A conscious product decision was made to avoid technical terminology. The term “instructions” is used instead of “system prompt” to make the interface less intimidating. The company’s designer pushed for this approach, recognizing that LLM technology felt scary to end users even if it didn’t feel scary to AI practitioners.

The goal is enabling “thinkers” rather than developers to create agents—people who are curious and understand their operational needs but don’t have technical backgrounds.

Agent Capabilities and Limitations

The current focus is on relatively simple agents with scripted workflows rather than fully autonomous auto-GPT style systems. Users describe workflows in natural language (e.g., “when I give you command X, do this; when I give you command Y, do this”) with tools like semantic search, structured database queries, and web search available.

The platform explicitly avoids relying on sophisticated model-driven tool selection for most use cases. If instructions are precise, the model follows the script and tool selection is straightforward. The more auto-GPT-like approach with 16 tools and high-level instructions results in more errors.

The vision includes building hierarchies of agents—meta-agents that invoke simpler agents as tools—to achieve complex automation without requiring each agent to be sophisticated.

Practical Agent Examples

Specific examples from Dust’s internal usage include:

Each individual agent is simple and reliable; the ambition is that composing them enables complex workflows while maintaining reliability.

Production Considerations

Evaluation and Observability

Despite the founder’s research background (including fine-tuning over 10,000 models using 10 million A100 hours at OpenAI), formal evaluation processes are not currently a priority for the product. The rationale is that with such high penetration rates, there are many product improvements that yield 80% gains while model selection and evaluation might yield 5% improvements.

The challenge with evaluating agent interactions is fundamental: even for humans, it’s extremely difficult to determine whether an interaction was productive or unsuccessful. You don’t know why users left or whether they were satisfied. The product solution being developed is building feedback mechanisms so builders can iterate on their agents.

API vs. Browser Automation

The platform deliberately focuses on API-based integrations rather than browser automation (RPA-style approaches). The argument is that for the target ICP (tech companies with 500-5000 employees), most SaaS tools have APIs. Browser automation is viewed as primarily valuable for legacy systems without APIs, which is a diminishing problem.

There is excitement about emerging work on rendering web pages in model-compatible formats while maintaining action selectors, but this is positioned as complementary to the API-first approach rather than a replacement.

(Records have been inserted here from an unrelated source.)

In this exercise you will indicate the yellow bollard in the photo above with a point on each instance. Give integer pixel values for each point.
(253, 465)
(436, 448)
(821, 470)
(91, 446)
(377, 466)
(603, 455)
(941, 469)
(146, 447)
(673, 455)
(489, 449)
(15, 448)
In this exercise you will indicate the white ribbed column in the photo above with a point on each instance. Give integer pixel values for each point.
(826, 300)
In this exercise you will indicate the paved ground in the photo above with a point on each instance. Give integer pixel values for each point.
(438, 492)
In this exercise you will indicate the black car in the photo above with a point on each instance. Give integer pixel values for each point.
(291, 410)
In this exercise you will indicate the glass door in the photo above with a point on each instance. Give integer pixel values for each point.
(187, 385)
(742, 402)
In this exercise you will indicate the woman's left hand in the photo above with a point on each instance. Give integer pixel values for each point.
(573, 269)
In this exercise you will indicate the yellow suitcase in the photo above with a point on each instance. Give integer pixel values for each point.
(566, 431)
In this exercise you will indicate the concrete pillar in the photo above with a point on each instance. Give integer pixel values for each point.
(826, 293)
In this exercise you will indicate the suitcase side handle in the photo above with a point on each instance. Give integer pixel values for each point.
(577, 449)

Web Integration Challenges

Current web integration is described as “really, really broken” across the industry. The typical approach of headless browsing with body.innerText extraction loses too much structure and context. Better approaches would preserve page structure, maintain action selectors, and present information in formats optimized for LLM consumption.

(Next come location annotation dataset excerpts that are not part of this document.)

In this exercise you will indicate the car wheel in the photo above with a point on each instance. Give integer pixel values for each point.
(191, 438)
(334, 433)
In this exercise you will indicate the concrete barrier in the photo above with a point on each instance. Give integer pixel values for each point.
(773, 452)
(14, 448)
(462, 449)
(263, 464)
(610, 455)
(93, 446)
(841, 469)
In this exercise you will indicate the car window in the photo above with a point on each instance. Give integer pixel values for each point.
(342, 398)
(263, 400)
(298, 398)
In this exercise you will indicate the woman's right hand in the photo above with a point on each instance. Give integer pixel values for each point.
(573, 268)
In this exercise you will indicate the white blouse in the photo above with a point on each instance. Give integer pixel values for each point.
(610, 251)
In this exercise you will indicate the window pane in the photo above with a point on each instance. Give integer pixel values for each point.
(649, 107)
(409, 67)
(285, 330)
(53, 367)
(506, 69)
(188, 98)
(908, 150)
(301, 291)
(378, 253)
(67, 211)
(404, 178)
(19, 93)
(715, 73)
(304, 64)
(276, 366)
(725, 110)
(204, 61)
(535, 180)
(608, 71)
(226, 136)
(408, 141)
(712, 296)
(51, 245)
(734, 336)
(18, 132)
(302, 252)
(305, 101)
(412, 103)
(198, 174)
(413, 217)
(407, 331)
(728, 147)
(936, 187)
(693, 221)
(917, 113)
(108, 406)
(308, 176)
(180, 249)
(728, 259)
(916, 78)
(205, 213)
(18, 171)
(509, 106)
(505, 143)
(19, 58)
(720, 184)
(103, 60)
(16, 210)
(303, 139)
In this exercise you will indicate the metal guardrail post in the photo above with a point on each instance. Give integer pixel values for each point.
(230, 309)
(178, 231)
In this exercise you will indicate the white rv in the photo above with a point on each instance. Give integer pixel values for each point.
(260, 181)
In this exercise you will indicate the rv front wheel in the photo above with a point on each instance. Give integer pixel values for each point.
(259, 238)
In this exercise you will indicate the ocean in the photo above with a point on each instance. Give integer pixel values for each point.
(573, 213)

Market Position and Future Vision

The company positions itself in the emerging space between vertical AI solutions (which have easier go-to-market but limited company-wide impact) and general-purpose AI assistants. The thesis is that many company operations are too specific to be served by vertical products but too valuable to ignore—these require a platform that enables internal builders.

There’s also a perspective on the future of SaaS more broadly: as AI products reduce the need for human interaction with SaaS UIs, the underlying value of many SaaS products is exposed as expensive databases. Post-hyper-growth tech companies with engineering capabilities may increasingly build their own solutions, as evidenced by companies removing Zendesk and Salesforce. However, this primarily affects tech companies with the capability to build internally; the broader market still needs SaaS products.

The original prediction was for a billion-dollar single-person company by 2023, but the updated vision is billion-dollar companies with engineering teams of 20 people—small teams with significant AI assistance achieving outsized impact.